Lundi 23 mars, le président américain Donald Trump a évoqué des "points d'accord majeurs" avec l'Iran, une déclaration rapidement démentie par le régime de Téhéran.
Les tensions entre les États-Unis et l'Iran pourraient-elles être en passe de s'atténuer ? C'est ce qu'a semblé indiquer Donald Trump lors d'une allocution à l'aéroport de West Palm Beach, en Floride, avant son vol pour Memphis. Selon le président, des discussions ont eu lieu entre les émissaires américains, Steve Witkoff et Jared Kushner, et un dirigeant iranien non spécifié, rapportant la découverte de "15 points d'accord majeurs", selon des informations relayées par BFMTV. Trump a précisé qu'il ne s'agissait pas de négociations avec le guide suprême iranien, Mojtaba Khamenei, mais avec des interlocuteurs qu'il qualifie de "raisonnables" et "respectés".

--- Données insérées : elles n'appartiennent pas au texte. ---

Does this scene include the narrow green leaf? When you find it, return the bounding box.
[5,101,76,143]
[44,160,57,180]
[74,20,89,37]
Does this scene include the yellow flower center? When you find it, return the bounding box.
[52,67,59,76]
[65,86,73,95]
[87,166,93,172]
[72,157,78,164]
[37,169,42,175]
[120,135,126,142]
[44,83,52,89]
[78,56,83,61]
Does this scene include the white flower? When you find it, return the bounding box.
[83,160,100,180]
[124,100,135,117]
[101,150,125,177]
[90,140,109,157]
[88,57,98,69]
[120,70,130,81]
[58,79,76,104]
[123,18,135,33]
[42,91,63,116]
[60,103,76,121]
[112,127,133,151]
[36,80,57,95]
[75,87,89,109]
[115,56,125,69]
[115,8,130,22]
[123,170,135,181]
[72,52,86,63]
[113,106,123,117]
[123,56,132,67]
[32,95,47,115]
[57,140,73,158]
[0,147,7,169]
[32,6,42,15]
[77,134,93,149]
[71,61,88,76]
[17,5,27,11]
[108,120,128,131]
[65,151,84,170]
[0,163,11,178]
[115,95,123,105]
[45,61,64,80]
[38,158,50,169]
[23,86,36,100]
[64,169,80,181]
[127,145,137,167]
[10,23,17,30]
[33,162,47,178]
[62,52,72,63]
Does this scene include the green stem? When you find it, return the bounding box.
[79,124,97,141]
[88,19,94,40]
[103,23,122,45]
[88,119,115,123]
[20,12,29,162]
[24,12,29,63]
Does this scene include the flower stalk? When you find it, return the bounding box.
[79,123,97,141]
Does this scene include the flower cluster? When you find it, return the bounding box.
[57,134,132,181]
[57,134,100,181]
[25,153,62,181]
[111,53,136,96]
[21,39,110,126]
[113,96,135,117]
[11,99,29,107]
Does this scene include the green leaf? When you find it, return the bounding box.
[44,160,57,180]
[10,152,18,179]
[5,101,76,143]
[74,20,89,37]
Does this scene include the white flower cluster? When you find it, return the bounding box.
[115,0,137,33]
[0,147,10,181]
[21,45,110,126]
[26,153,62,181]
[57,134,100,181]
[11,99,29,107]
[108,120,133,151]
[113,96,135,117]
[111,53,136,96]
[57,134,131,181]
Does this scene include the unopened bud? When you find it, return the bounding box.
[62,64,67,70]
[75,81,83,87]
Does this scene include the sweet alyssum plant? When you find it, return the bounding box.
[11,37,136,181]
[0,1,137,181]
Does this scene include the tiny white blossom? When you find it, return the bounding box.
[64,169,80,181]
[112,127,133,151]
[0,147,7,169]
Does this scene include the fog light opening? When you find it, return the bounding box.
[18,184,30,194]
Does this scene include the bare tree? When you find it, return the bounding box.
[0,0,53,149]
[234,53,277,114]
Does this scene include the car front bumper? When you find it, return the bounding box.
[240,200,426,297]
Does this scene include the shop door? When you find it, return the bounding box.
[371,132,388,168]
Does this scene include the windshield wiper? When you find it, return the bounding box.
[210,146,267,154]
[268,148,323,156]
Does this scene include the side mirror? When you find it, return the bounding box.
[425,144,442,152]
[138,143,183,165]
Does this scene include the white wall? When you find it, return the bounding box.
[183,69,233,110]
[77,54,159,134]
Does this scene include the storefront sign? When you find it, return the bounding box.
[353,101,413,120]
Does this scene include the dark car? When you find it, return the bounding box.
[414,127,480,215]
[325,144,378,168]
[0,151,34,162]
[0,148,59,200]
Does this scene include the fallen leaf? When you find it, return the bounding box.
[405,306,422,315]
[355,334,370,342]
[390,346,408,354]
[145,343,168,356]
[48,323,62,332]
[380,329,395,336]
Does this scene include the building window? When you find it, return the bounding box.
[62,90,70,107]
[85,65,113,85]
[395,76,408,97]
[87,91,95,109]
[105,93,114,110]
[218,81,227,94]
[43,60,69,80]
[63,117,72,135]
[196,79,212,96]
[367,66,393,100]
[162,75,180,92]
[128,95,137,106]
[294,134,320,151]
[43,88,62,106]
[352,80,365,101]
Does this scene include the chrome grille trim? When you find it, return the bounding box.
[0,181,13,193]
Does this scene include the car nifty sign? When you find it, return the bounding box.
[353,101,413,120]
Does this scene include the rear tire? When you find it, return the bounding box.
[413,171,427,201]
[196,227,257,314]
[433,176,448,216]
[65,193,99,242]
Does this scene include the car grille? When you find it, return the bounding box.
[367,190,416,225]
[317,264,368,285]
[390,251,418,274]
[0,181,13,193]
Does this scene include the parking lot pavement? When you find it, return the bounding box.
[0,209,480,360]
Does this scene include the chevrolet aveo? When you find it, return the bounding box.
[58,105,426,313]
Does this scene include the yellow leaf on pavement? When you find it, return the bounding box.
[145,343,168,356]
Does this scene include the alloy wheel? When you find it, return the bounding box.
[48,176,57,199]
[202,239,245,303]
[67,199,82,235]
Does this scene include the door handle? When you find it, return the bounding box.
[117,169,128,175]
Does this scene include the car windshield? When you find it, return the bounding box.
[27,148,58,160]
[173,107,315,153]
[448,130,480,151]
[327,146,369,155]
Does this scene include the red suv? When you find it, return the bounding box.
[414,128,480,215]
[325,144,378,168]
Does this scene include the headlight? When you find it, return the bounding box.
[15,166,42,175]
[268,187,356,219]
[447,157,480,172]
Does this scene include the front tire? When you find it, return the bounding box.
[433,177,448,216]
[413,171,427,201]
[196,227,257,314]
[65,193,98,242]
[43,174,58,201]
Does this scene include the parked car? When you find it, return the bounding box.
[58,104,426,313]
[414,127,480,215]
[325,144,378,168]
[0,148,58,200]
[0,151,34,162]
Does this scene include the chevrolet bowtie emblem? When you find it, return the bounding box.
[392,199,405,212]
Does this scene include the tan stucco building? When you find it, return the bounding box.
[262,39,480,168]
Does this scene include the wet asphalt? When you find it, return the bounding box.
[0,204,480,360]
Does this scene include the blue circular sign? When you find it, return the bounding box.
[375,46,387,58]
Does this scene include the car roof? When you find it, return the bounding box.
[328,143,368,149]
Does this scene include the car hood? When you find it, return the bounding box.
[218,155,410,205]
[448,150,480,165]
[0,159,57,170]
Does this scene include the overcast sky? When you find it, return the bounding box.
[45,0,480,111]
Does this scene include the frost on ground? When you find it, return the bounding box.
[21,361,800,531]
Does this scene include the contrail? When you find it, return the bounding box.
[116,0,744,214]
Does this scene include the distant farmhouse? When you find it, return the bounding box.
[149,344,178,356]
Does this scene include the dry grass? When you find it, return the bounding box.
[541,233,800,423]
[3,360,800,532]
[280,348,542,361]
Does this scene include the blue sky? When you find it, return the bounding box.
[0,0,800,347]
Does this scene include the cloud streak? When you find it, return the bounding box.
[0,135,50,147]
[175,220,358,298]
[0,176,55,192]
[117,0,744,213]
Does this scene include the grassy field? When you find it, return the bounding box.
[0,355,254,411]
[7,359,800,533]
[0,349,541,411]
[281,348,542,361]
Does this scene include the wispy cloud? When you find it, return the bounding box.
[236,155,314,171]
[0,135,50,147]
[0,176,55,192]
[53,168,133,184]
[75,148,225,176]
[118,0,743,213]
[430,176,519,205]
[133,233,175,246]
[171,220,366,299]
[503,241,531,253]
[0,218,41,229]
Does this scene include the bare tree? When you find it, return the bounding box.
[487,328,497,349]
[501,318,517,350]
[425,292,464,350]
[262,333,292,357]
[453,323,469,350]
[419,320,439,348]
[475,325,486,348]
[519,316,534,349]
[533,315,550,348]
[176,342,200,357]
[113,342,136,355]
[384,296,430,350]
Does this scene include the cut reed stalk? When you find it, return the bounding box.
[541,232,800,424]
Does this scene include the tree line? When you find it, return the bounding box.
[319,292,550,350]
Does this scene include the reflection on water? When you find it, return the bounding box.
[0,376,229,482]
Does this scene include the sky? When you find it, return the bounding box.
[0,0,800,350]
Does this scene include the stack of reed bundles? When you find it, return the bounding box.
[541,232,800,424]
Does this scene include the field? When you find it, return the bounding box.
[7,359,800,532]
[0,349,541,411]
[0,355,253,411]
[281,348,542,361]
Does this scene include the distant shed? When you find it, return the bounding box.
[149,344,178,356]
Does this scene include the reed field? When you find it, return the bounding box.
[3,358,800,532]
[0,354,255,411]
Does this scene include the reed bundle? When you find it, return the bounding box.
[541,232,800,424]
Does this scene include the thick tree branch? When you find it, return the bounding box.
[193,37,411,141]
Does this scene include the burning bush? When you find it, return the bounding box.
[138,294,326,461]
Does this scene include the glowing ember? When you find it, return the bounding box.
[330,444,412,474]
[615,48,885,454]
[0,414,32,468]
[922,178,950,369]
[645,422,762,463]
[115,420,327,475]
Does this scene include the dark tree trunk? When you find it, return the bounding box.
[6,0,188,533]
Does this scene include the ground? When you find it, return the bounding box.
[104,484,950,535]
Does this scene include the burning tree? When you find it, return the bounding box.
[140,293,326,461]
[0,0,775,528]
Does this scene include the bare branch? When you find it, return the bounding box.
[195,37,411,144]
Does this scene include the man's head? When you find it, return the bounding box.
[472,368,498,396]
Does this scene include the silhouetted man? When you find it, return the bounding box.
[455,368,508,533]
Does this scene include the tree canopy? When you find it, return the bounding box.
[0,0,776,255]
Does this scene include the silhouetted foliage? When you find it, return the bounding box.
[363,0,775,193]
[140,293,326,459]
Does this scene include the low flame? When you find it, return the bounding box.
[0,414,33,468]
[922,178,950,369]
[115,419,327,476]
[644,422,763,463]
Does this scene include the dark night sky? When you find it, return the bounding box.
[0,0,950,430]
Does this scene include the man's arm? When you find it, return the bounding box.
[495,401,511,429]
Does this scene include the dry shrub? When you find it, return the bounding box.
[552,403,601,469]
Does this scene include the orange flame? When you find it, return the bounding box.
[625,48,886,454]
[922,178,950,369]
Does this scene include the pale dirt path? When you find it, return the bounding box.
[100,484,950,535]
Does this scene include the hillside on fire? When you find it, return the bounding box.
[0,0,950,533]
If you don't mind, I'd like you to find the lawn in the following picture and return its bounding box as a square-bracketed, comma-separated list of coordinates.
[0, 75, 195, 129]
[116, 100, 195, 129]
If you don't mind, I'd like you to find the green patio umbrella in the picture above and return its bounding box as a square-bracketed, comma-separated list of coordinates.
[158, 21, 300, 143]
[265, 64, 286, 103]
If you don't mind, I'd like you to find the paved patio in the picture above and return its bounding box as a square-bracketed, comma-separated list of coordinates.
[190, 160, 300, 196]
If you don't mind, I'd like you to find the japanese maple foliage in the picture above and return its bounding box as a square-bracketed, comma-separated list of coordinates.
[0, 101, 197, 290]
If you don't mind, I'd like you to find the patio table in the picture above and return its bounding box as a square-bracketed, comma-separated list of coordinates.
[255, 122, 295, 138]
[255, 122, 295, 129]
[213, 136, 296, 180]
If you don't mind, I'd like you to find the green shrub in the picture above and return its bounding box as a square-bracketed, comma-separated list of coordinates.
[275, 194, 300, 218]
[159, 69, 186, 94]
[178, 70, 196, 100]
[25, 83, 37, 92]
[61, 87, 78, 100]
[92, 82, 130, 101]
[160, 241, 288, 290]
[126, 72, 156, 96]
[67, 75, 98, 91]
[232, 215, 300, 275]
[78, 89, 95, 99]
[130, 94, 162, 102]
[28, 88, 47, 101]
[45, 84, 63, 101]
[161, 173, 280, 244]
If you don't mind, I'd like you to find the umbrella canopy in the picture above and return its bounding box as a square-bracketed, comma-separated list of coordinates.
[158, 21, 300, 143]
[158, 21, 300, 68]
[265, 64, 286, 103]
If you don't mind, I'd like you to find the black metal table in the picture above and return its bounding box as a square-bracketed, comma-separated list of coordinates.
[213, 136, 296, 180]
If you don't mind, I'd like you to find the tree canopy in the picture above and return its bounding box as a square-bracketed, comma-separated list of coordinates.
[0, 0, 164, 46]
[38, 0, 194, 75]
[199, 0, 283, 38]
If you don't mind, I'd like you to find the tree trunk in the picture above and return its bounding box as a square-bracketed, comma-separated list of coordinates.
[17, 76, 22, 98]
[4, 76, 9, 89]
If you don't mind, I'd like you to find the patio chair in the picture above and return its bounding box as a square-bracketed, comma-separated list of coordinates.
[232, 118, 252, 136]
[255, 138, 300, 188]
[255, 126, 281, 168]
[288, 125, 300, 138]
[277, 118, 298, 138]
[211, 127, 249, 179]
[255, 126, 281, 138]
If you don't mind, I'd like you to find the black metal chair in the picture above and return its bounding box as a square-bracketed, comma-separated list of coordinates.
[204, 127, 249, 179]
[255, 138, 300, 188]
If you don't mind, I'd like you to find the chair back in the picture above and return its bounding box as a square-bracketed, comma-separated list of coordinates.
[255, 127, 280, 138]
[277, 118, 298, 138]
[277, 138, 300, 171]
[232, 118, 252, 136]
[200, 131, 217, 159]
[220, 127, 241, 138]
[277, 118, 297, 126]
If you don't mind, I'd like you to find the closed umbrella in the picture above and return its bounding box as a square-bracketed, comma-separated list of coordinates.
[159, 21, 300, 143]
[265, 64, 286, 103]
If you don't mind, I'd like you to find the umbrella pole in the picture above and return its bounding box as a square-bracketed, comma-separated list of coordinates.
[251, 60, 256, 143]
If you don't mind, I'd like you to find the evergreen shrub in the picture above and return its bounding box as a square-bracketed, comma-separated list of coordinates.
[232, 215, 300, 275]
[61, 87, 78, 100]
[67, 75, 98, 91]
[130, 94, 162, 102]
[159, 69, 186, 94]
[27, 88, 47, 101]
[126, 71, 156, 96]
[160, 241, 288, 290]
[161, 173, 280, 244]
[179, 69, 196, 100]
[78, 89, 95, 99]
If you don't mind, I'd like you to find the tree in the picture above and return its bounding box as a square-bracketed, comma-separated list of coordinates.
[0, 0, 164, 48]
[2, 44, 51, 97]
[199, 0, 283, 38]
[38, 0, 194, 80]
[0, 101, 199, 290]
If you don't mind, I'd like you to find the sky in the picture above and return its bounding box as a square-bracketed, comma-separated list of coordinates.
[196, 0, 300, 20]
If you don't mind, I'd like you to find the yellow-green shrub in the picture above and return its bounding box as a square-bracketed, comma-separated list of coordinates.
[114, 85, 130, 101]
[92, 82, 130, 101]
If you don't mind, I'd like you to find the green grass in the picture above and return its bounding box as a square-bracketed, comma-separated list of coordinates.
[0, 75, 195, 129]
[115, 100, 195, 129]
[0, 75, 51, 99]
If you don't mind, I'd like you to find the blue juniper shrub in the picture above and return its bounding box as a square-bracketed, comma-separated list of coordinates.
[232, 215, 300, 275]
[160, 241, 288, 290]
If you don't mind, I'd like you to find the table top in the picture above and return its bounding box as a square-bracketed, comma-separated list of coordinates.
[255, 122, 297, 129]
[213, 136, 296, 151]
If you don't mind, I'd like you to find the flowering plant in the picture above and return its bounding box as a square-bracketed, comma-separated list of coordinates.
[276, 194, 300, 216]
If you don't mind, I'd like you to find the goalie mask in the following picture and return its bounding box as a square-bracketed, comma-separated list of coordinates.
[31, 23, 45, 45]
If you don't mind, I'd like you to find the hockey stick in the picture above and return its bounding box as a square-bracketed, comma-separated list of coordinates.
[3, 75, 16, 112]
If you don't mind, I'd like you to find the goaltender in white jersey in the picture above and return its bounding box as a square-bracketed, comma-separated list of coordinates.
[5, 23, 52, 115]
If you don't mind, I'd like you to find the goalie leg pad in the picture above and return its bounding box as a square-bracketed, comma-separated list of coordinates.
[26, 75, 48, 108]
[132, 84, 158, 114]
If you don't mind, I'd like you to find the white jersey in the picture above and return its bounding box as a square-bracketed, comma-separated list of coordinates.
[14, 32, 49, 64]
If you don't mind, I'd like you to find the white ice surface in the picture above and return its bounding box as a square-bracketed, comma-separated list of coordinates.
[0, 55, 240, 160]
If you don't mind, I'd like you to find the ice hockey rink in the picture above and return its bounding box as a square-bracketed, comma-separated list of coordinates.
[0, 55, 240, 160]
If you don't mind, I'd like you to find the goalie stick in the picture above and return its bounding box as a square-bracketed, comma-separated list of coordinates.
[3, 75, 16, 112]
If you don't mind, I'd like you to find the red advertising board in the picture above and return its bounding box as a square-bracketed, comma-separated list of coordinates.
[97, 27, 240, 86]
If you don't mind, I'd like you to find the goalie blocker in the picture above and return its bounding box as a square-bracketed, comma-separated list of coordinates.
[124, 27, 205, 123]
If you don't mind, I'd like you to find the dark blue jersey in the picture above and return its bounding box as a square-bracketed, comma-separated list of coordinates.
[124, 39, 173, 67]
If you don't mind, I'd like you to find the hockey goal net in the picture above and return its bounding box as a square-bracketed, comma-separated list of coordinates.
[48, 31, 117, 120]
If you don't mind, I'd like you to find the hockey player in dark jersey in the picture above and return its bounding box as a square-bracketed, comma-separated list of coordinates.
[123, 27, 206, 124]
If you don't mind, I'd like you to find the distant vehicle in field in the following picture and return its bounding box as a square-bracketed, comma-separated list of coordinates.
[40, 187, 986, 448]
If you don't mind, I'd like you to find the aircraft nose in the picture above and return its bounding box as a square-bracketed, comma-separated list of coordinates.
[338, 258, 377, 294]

Bien que le président américain ait insisté sur plusieurs points cruciaux, notamment l'abandon du programme nucléaire iranien, il n'a pas donné de détails concrets sur ces accords. Au cours de son intervention, il a déclaré : "Que les Iraniens n’aient pas l’arme nucléaire, c’est le premier, le deuxième et le troisième point. Ils ont dit 'oui'." Il a aussi évoqué l'importance de l'uranium enrichi, ajoutant qu'un prochain rendez-vous était à l'horizon, lié à une période de cinq jours pour évaluer les progrès. Toutefois, il maintient une menace : "Sinon, nous allons continuer à bombarder allègrement".
L’Iran dénonce des "fausses informations"
Peu après ces déclarations, le ministère des Affaires étrangères iranien a démenti l'existence de négociations. Esmaïl Baghaï, porte-parole du ministère, a affirmé que les informations de Trump étaient fallacieuses, tout en révélant que des messages avaient été reçus d'autres pays sur une demande de pourparlers américains.
Sur le réseau social X, Mohammad Bagher Ghalibaf, président du Parlement iranien, a également réagi, dénonçant les informations diffusées comme étant des tentatives de manipulation destinées à influencer les marchés financiers et pétroliers en difficulté. Dans le cadre d'une conférence de presse à Memphis, Donald Trump a toutefois maintenu ses propos, affirmant que les discussions avaient bien eu lieu et que des avancées étaient significatives.